Animal lovers and animal rights groups are criticizing the Chinese government’s management tactics, along with other accounts of animal cruelty. However, since China currently has no animal welfare laws in place, there’s nothing that can be done legally to protect animals there.
According to the International Fund for Animal Welfare’s Asia Regional Director, Grace Ge Gabriel, “Mass killing of dogs is ineffective in controlling rabies in the long-term. By choosing not to implement a sensible rabies vaccination program, Hanzhong government has failed to protect the health of its citizens. Furthermore, the brutal killing of dogs continues to highlight the need for legislation that will ensure the humane treatment of all animals.”

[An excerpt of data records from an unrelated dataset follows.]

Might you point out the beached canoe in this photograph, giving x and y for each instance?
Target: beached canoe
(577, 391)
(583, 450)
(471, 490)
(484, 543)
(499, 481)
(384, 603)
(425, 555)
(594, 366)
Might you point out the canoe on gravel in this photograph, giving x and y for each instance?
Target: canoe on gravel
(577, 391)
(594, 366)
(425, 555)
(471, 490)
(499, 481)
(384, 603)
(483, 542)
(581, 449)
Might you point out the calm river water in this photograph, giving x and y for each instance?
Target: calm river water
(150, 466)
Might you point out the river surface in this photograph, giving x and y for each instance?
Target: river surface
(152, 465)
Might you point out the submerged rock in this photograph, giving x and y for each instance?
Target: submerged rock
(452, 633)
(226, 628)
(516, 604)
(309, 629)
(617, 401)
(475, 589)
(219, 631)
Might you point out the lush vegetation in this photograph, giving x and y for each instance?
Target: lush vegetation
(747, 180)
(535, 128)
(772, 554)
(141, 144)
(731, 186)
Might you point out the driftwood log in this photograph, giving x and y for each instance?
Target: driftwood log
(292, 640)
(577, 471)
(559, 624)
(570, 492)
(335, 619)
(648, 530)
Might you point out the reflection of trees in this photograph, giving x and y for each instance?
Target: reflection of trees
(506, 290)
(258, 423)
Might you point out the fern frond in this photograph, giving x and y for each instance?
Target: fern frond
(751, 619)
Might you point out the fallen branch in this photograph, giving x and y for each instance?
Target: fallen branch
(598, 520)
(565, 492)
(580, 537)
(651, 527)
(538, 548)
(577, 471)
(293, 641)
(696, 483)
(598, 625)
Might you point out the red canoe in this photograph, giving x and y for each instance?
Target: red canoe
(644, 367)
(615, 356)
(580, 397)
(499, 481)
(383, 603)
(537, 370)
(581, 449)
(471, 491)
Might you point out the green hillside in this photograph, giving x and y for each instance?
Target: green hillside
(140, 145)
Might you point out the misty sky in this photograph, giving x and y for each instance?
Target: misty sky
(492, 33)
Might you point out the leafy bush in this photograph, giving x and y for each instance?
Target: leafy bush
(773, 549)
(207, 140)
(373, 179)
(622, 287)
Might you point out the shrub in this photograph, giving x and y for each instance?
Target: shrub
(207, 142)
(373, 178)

Peter Williams, Director of the World Society for Protection of Animals in China also pointed out that removing dogs could actually increase the spread of rabies by opening up an area for more animals to move into.
If there is a bright side to this, it’s that IFAW has been working with the Chinese government to draft national animal welfare laws that would protect animals, in addition to calling for vaccination and sterilization to address overpopulation issues.